Originally when I first started Omni-bot I had things set up so that the interface layer requested the proper game to be created. For example, the HL2
M interface would load the bot dll and initialize the HL2
M bot support, ETF would load the same dll and initialize it with ETF support, etc... It worked great for a while until it became apparent that this universal dll was not only going to get bloated with each newly supported mod/game, but it was going to be a pain in the ass to deliver updates for seperate mods, basically requiring updates to be simultaneously released for all supported mods, which isn't very realistic when the people working on something do it in their spare time. In addition to this, the universal dll wasn't a very compatible solution considering I was also planning an SDK so that others can add bot support to a new mod or help with an existing one. At that point I decided to split it into per mod dlls. It was a rather simple change, which now results in mod specific dlls that are much easier to manage. omnibot_et.dll omnibot_ff.dll omnibot_hl2dm.dll omnibot_q4.dll, etc... This makes for a much easier to update setup.

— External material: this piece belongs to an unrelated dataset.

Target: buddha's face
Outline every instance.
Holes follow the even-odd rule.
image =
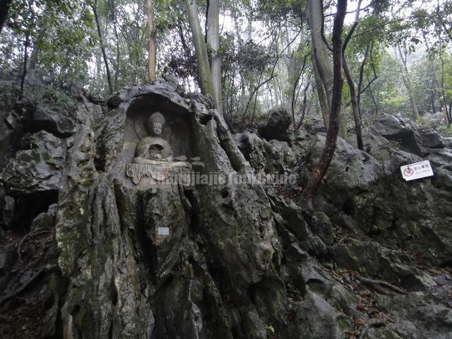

A client side bot is not a project I would be willing to undertake. It's a prime project that would likely be targeted by the developer to shut down and make incompatible, since if you could implement a client side bot that means there is potential for significant cheating to happen by the same techniques. IMO server side bots are really your only option, and even then only for games that support bots. Currently this includes HL1, HL2, Doom3, Quake4, FEAR and hopefully will by extension mean Prey and ET:QW assuming they release SDKs. Unreal probably could with a TCP communication channel to a seperate bot process. Any deeper hacking than this is IMO not worth it. In the case of Unreal, it not only already has pretty good bots, but implementing bots in Unreal Script is rather easy and it would be a mis-use of resources to attempt to externalize that. I think Unreal is the single game that has bot support way more than any other game, simply because they are easy to do. Most mods for Unreal ship/work with bots. You don't see the same thing with other engines with real source code based SDKs. I don't know what's possible with Halo PC in terms of modding, but I was disappointed to read long ago about its lack of support for bots. Sounds like possibly some figured out how to hack some AI into it, who knows, bots may be possible now.
So I guess the point is that a truely universal bot just isn't going to happen unless there was somehow an industry wide bot interface implemented into every game from every developer. Since that is unlikely to happen, our option is to support the few game engines that do support bots. Fortunately these fewer engines are the main ones that most of us care about most, so it's pretty good to be a bot developer. It should get alot better if/when valve fixes the HL2 server plugin interface, giving us a path back into bots supporting mods we dont have the source to.